Benralizumab
Benralizumab is a monoclonal antibody direct against the α-subunit of
the IL-5 receptor expressed on eosinophil and basophil, inhibiting the
signaling and inducing cytotoxicity. Benralizumab is approved by EMA for
adults and by FDA for adolescents with severe eosinophilic asthma.
Benralizumab is given subcutaneously at a dose of 30 mg every four weeks
for the first three doses and then 30 mg every eight weeks. Long-term
efficacy over one year has been demonstrated. Frequent adverse events
include headache and pharyngitis; anaphylaxis is rare. Benralizumab
induces eosinophilic depletion in blood, sputum, and airway mucosa. In a
trial of 1306 asthmatic adolescents and adults randomly assigned
to benralizumab
or placebo for 60 weeks, the annual exacerbation rate is reduced in the
benralizumab group (RR 0.64, 95% CI 0.49-0.85).9Several studies – lasting up to years - show similar significant
results. The glucocorticoid-sparing effect is examined in a 28-week
multicenter trial: the odds of reduction in the oral glucocorticoid dose
with benralizumab are 4.09 times that with placebo.10
Busse and colleagues indirectly compared the efficacy of mepolizumab,
benralizumab and reslizumab in patients aged 12 years or older with
severe eosinophilic asthma, when grouped by patients’ blood eosinophil
counts, which are known to influence treatment
effect.11 The study shows that mepolizumab reduces
exacerbations by 34%–45% versus benralizumab across subgroups, and by
45% versus reslizumab in the ≥400cells/µL subgroup. Moreover,
mepolizumab is more effective in asthma control. There are no critical
differences in lung function measured by change from baseline in
pre-bronchodilator FEV1.11
In summary, targeted therapies with anti-IL-5 or anti-IL-5Rα approved in
children include mepolizumab (>6 years) and benralizumab
(>12 years); reslizumab is today still off-label.

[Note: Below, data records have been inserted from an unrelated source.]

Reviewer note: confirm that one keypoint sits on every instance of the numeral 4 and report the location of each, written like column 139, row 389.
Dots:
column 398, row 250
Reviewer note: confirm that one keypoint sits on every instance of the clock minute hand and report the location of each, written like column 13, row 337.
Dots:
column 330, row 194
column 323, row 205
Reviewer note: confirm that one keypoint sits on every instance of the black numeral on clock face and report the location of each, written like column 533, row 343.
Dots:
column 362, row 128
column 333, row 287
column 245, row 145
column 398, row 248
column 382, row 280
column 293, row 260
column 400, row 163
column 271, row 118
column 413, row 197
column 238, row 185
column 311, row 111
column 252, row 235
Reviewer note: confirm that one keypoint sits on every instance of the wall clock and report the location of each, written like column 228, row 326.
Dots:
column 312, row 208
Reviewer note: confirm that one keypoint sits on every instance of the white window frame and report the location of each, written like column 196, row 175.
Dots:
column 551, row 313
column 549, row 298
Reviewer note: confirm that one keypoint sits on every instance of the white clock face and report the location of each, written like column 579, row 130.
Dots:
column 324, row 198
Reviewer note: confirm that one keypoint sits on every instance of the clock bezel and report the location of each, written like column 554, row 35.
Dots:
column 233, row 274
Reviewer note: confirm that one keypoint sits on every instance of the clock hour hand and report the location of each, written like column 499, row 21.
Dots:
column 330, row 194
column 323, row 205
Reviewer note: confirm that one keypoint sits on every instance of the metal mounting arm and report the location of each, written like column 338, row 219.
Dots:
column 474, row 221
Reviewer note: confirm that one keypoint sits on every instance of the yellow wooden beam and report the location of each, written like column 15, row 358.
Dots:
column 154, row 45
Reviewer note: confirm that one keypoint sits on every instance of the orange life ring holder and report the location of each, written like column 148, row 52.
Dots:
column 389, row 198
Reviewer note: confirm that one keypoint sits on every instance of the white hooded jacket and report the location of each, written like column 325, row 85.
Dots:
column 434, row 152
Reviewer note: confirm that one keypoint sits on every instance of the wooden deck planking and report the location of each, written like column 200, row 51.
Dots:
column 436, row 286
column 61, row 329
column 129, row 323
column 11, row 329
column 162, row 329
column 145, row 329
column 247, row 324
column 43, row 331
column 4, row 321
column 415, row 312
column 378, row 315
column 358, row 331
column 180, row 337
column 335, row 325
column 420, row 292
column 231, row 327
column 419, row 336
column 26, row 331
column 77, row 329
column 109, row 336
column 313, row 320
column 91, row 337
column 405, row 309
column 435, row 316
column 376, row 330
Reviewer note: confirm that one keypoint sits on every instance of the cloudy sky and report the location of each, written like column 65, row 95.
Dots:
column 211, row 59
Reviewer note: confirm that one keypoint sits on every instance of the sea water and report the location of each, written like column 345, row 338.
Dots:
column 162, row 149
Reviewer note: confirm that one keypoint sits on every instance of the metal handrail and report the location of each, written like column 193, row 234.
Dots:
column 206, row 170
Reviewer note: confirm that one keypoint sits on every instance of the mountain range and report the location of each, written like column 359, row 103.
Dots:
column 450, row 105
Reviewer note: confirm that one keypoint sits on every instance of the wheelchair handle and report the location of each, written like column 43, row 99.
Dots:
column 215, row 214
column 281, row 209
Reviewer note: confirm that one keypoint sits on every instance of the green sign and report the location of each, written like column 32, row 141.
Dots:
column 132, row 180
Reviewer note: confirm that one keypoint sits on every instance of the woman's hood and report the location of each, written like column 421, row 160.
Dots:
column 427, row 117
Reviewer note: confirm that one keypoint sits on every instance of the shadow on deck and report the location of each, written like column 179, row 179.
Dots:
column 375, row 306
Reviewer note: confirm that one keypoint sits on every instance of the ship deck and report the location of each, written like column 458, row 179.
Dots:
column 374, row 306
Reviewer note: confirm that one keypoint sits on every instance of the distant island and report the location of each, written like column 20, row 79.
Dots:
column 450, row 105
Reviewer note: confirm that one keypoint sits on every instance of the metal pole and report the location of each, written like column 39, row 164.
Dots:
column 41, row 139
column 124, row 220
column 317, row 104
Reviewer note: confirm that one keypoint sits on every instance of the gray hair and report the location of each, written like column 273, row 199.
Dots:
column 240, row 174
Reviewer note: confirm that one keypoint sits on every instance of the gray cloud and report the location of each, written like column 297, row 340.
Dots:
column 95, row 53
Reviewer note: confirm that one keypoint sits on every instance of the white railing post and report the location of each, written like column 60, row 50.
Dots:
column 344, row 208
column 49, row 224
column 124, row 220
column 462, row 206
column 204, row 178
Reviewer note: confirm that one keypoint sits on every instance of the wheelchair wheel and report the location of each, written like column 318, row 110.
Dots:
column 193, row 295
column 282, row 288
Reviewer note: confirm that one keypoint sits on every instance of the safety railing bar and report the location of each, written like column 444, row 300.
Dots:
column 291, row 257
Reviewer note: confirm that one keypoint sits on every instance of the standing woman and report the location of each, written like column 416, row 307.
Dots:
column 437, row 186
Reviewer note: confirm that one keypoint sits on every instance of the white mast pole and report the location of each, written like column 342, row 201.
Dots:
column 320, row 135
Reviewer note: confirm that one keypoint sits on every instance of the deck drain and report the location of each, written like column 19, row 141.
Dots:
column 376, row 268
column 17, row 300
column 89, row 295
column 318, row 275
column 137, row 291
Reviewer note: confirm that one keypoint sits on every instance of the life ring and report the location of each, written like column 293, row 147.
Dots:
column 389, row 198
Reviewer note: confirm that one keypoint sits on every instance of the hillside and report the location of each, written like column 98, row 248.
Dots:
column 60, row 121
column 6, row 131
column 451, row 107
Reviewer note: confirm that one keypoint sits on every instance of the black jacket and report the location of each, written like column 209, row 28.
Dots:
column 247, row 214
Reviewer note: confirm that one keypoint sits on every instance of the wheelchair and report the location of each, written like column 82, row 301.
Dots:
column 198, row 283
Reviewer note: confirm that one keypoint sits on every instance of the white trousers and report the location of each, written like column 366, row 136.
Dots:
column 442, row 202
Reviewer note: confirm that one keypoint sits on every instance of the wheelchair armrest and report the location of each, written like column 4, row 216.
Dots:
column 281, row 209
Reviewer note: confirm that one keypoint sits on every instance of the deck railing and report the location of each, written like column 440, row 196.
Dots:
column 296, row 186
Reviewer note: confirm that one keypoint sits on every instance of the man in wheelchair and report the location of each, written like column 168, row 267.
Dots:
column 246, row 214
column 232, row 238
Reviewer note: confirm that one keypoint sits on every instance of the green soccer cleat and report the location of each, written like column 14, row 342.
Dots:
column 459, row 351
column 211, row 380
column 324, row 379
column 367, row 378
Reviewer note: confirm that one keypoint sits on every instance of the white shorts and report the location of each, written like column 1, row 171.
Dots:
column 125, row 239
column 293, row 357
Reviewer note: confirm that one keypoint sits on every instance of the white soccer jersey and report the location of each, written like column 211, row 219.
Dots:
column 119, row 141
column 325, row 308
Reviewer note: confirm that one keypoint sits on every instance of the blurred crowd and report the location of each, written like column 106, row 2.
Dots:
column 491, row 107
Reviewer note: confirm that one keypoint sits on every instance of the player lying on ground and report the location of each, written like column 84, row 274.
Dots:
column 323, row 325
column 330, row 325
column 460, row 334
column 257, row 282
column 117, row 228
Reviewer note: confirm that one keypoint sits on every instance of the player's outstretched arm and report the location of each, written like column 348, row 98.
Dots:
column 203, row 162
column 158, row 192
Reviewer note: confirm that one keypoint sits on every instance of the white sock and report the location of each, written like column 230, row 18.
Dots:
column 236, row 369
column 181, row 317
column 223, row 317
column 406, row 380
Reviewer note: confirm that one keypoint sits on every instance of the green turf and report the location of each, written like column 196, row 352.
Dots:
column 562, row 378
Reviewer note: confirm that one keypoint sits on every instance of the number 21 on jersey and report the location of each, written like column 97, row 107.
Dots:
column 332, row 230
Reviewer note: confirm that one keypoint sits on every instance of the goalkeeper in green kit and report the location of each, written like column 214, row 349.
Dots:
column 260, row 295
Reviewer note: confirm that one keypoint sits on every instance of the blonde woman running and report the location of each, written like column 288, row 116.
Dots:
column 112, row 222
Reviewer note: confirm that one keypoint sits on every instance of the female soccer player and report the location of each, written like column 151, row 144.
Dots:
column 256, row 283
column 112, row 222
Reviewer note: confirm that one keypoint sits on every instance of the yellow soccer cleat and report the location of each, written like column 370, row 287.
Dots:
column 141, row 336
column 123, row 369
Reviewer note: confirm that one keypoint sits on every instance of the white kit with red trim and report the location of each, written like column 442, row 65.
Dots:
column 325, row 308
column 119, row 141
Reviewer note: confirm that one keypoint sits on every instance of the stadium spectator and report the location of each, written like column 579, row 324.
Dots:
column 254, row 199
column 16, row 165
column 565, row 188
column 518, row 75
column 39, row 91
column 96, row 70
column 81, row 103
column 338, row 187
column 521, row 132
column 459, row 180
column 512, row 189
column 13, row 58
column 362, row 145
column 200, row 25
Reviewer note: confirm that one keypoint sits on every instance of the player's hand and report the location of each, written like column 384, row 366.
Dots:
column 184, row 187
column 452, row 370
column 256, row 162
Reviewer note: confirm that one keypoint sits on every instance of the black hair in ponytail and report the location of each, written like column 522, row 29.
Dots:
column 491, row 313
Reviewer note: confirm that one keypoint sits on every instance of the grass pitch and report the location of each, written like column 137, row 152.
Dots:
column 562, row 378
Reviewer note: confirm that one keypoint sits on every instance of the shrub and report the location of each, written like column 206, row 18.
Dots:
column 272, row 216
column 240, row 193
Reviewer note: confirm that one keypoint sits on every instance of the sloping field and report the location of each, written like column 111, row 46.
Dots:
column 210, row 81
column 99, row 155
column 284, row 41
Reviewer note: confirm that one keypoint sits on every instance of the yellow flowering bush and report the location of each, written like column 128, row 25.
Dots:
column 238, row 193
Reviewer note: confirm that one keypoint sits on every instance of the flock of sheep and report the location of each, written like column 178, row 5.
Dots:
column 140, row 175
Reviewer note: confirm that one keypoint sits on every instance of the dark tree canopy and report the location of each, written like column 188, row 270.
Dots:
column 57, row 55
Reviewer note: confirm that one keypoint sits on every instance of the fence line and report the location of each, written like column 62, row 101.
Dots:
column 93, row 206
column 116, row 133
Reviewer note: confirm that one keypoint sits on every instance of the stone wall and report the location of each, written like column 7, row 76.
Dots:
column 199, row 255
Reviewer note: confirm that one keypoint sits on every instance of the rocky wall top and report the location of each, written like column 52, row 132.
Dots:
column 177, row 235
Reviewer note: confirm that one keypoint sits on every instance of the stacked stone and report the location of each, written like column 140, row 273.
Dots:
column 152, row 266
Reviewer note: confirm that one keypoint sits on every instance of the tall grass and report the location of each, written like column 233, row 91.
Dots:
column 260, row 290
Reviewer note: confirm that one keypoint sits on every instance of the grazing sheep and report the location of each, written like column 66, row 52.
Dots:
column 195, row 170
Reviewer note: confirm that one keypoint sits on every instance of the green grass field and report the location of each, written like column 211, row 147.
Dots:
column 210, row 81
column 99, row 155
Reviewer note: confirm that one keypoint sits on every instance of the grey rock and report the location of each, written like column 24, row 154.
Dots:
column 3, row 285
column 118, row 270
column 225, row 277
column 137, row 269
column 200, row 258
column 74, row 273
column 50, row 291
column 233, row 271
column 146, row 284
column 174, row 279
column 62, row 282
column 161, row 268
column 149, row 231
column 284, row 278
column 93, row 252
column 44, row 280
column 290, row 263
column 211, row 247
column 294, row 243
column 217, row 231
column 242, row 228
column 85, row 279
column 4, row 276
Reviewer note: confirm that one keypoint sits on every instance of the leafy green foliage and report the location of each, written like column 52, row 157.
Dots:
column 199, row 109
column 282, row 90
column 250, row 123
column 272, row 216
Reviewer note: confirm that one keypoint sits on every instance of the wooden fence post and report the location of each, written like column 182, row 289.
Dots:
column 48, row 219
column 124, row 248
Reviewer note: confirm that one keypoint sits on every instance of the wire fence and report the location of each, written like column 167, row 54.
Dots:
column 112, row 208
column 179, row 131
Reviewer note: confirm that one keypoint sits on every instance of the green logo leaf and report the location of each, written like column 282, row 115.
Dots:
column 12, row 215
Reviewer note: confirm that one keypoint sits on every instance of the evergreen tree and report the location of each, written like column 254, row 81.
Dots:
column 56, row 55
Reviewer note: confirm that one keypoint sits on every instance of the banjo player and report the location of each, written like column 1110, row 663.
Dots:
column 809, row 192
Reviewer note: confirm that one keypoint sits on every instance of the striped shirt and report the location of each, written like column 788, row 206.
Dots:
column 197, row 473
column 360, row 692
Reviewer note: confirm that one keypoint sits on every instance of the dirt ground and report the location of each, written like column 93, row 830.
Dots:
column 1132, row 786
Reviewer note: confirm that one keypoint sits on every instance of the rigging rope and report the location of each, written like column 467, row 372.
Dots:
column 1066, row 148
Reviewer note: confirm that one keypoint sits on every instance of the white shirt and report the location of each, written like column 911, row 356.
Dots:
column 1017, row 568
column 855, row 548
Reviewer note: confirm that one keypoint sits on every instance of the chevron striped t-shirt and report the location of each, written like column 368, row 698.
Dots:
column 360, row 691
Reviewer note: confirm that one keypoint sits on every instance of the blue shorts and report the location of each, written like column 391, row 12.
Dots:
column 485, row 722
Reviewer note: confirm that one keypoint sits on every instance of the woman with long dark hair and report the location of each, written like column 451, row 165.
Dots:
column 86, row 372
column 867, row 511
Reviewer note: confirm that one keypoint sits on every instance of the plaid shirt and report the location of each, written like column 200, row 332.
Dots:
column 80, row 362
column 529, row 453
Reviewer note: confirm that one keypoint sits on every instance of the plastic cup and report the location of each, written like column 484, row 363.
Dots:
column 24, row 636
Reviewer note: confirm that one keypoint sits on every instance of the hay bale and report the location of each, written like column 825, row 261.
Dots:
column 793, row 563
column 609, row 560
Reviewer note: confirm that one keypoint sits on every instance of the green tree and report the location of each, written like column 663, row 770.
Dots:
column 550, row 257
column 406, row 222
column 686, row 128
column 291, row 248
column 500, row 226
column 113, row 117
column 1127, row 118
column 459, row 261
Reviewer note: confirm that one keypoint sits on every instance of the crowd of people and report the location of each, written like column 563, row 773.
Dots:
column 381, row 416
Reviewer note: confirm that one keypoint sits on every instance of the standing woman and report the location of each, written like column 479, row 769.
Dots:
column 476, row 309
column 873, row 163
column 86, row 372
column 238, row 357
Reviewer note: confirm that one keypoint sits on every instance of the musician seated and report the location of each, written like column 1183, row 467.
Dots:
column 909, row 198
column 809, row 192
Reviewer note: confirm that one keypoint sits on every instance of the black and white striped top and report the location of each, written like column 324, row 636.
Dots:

In case of severe refractory asthma, they offer a more personalized
add-on treatment that results effective for reducing exacerbations and
improves the asthma quality of life in the long-term.
For the management of eosinophilic esophagitis, the standard therapies
such as diet elimination or corticosteroids can give concerns in some
children, including lack of effectiveness, negative impact on the
quality of life, or significant toxicity. Biologics can be a new
strategy option, but more results collected specifically from pediatric
clinical trials are needed.
In conclusion, anti-IL-5 agents are safe and effective in a short- and
medium-term treatment of adult patients, whereas information for optimal
therapy duration and long-term use is still lacking. Moreover, further
researches are necessary for patients eligible for more than one
treatment to find the adequate drug for each case through an
evidence-based choice.12
Several studies about the efficacy and safety in pediatric patients are
currently ongoing.
It’s necessary to recruit large numbers of characterized children, with
a wide range of endotypes with associated biomarkers prospectively
measured, to predict the responders and compare the biologics.